Prove one to one using rank-nullity theorem

[Hwng10]

Homework Statement

Let V and W be finite dimensional vector spaces.Given dim(V)≤ dim(W)
, prove that there exists a one-to-one linear transformation T : V -> W .

Homework Equations

The Attempt at a Solution

What I want to prove here is to show that nullity=0
dim(V) ≤ dim (W)
dim(N(T)) + dim(R(T)) ≤ dim(W)

 

[HallsofIvy]

You can't prove that the nullity of T until after you have T! How are you defining T?

 

[Hwng10]

I really have no idea no how to prove this question . Do I need to prove it for general T or I just need to find an example which satisfies all the properties above ??

 

[HallsofIvy]

I suggest you go back and reread the problem! "prove that there exists"... First define an obvious linear transformation from V to W, then show that it is one-to-one.

Here's a simple special case: suppose dim(V)= 2, dim(W)= 3. Then, choosing some basis for both V and W, you can write any vector in V as <x, y> and any vector in W as <a, b, c>. Okay, what can you say about T(<x, y>)= <x, y, 0>?

 

[Deveno]

I suggest you go back and reread the problem! "prove that there exists"... First define an obvious linear transformation from V to W, then show that it is one-to-one.

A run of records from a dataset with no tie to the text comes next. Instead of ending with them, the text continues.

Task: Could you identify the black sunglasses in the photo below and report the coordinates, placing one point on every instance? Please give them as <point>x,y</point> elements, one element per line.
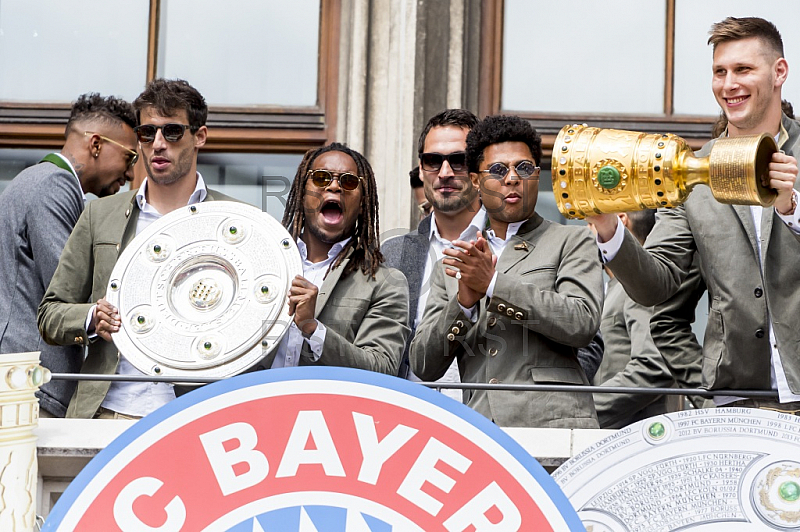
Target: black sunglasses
<point>432,162</point>
<point>323,179</point>
<point>172,132</point>
<point>525,170</point>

Here's a simple special case: suppose dim(V)= 2, dim(W)= 3. Then, choosing some basis for both V and W, you can write any vector in V as <x, y> and any vector in W as <a, b, c>. Okay, what can you say about T(<x, y>)= <x, y, 0>?

hint 2: if dim(V) = n, we have a basis {v₁,v₂,...,v_n}.

since dim(W) ≥ dim(V), what can you say about any basis of W?